Ich sei anders geworden, sagst du auf einmal leise, in der Zeit, die wir uns kennen. Obgleich man ja eigentlich nicht sagen kann, denke ich, dass wir uns kennen. Wir wissen, wer wir sind, was du machst, beruflich, und was ich, womit du noch die Zeit verbringst, wie mein Leben sonst aussieht. Ansatzweise wissen wir das. Kennen ist es nicht.
Du machst mir kleine spöttelnde Komplimente, wenn meine Röcke kurz oder eng sind (in Jeans magst du mich nicht), ich katzele dann, ärgere dich ein bisschen. Wir haben uns schon geküsst, wir haben einander umarmt, es war süß, aber nicht erotisch.
Und nun sitzt du da, übereck neben mir, und sagst, ich sei anders geworden.

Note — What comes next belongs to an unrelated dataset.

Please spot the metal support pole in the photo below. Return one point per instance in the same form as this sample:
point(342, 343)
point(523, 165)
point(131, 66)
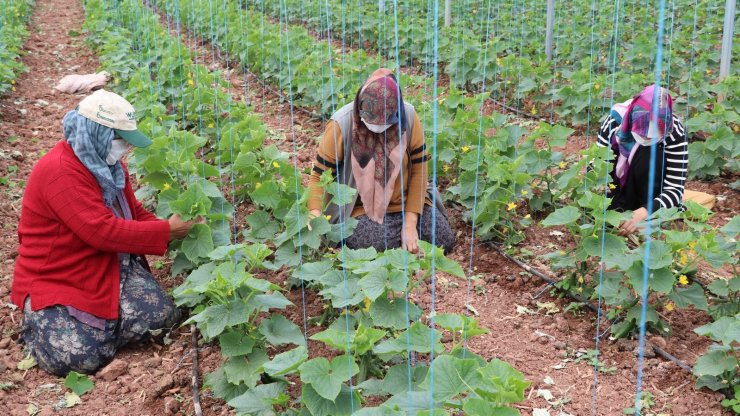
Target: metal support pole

Schaust mich an mit einem Blick, den ich manchmal kenne, nur nicht von dir. Streifst meinen Arm, dann meinen Oberschenkel. Nebenher und zärtlich. Deine Hand lässt du da irgendwo zwischen Knie und Rocksaum liegen, während wir uns mit den anderen unterhalten, die auch an diesem Tisch sitzen.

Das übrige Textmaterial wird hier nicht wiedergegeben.